Every year, Southern Living builds three Idea Houses -- homes designed to showcase the best new ideas in architecture and interior design. Here, our editors reveal their favorite design tips and architectural innovations from each of the 2005 houses, located in Atlanta, Georgia; Choudrant, Louisiana; and DeLand, Florida.
We've included links to virtual tours of each Idea House, plus driving directions to the homes themselves. Feel free to grab a cup of coffee, sit down, and explore the highlights of the these Southern Living Idea Houses.
Located only two miles from downtown Atlanta, Parkview combines big-city allure with a relaxed and comfortable style. The open floor plan is not enormous, yet the house still seems spacious.
To create this effect, the design team used similar colors on the walls to make the rooms flow together better. In this house, all the walls, trimwork, ceilings, and built-ins in the main living spaces are painted a cream hue to give the space continuity.
Throughout the house, interior designer Mary Margarett Nevin went out of her way not to match all the furniture and accessories, which gives the house a casual, unstuffy attitude.
In the dining room (shown here), she arranged different pairs of chairs -- some leather and some fabric-covered ones. "Dining rooms are more difficult to make interesting," she says. "My secret is that I never use all the same chairs -- never ever."
In this children's room, two twin beds share an extra-wide, custom upholstered headboard and are covered with floral matelasse coverlets. In between the beds, a small table decoupaged with sheets of music is the kind of piece that stays in the family for years because it's so quirky and priceless.
Our Louisiana Idea House is built of aged cypress, copper, and brick. Designer Connie Smith Howard and assistant Jessica Gilmore achieved a wonderful balance of comfort and style.
To give the dining room its own masterpiece, Connie designed a painted "rug" that lets the color and grain of the wood floor shine through. By applying wood stain and paint to the bare pine boards, decorative painters Marsha Nealy and Shelley Edgerton created an ornate center medallion surrounded by trailing vines and a scalloped border.

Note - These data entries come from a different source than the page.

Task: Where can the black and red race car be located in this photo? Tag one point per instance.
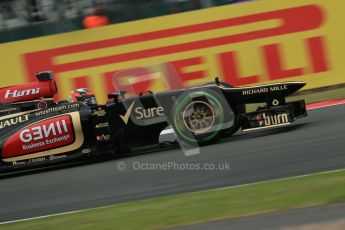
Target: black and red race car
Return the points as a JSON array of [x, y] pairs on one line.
[[35, 130]]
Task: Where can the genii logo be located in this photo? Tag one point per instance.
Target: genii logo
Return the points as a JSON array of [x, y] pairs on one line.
[[267, 120], [44, 135]]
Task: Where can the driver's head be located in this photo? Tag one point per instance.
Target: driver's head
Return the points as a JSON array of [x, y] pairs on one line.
[[83, 95]]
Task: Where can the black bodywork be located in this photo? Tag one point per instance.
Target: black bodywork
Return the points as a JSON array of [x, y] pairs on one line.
[[199, 116]]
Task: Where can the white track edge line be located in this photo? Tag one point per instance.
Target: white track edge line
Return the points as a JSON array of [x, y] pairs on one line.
[[197, 192]]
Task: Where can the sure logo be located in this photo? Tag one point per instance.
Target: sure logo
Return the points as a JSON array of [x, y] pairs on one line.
[[142, 113]]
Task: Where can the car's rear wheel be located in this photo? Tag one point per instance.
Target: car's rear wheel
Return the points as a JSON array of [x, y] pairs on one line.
[[198, 118]]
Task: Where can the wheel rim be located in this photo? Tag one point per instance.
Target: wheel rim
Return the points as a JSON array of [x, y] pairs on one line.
[[198, 117]]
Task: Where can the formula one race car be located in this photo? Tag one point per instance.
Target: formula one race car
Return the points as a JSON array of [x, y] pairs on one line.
[[35, 130]]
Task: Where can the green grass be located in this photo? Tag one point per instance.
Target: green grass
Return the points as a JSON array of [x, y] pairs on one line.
[[169, 211]]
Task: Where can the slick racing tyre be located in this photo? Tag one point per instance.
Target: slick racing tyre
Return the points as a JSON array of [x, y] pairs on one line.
[[237, 111], [199, 117]]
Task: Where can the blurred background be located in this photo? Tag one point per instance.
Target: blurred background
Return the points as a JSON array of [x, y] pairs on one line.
[[22, 19]]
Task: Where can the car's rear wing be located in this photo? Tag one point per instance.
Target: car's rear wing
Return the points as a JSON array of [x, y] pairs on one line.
[[272, 94]]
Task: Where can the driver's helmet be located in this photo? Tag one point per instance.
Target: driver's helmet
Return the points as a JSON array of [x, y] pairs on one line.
[[83, 95]]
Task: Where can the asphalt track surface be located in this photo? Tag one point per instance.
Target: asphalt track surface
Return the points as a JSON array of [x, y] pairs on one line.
[[304, 218], [313, 144]]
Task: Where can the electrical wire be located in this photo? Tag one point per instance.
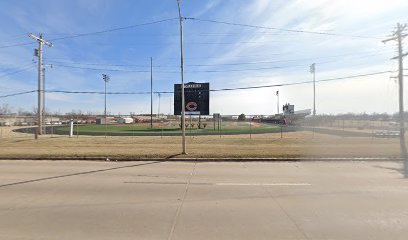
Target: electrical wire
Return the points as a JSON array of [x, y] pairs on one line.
[[18, 71], [211, 90], [279, 29], [226, 89], [92, 33]]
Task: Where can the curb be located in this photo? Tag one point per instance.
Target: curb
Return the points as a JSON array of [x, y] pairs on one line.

At the Louisiana Idea House, the second-floor playroom opens to a deep porch. Wooden daybeds, treated to withstand outdoor use and outfitted with pillows, let this open-air area function as a sleeping porch. Fabric shades sewn from a weather-resistant fabric can be raised or lowered between the porch posts.
Near the garage, there's a small workroom for arranging flowers and potting plants. The countertop consists of poured concrete that is tinted with green colorants. Given a rock-face edge, this thick work surface looks decades old. The slender, stainless steel, trough-shaped sink is perfect for both conditioning freshly cut flowers and cleaning golf clubs.
At the Florida Idea House, architects Carson Looney and Mark Jones masterfully melded form and function -- an accomplishment readily apparent in this innovative outdoor grilling porch.
Dining alfresco is a breeze, thanks to an outdoor kitchen complete with a grill, small refrigerator, and pot faucet. Retractable power screens installed around the porch keep insects at bay and provide shade when necessary. They roll all the way up at the touch of a button for unobstructed views.
The Florida Idea House features a mix of tweed fabrics and leather in deep chocolate and cool teal. This custom piece near the center of the guest room creates two separate areas: a sitting room and a bedroom. On the sitting room side, the cabinet houses a TV and fold-down desk. On the bedroom side, there are drawers for storage and a space to hang a flat-screen TV.
The best kitchens incorporate storage and extra counterspace in smart ways. Here, a cabinet with a butcher-block top hides away in one end of the island and rolls out to add more prep space. An electrical outlet installed in the island makes it easy to plug in appliances such as a mixer, toaster, or blender.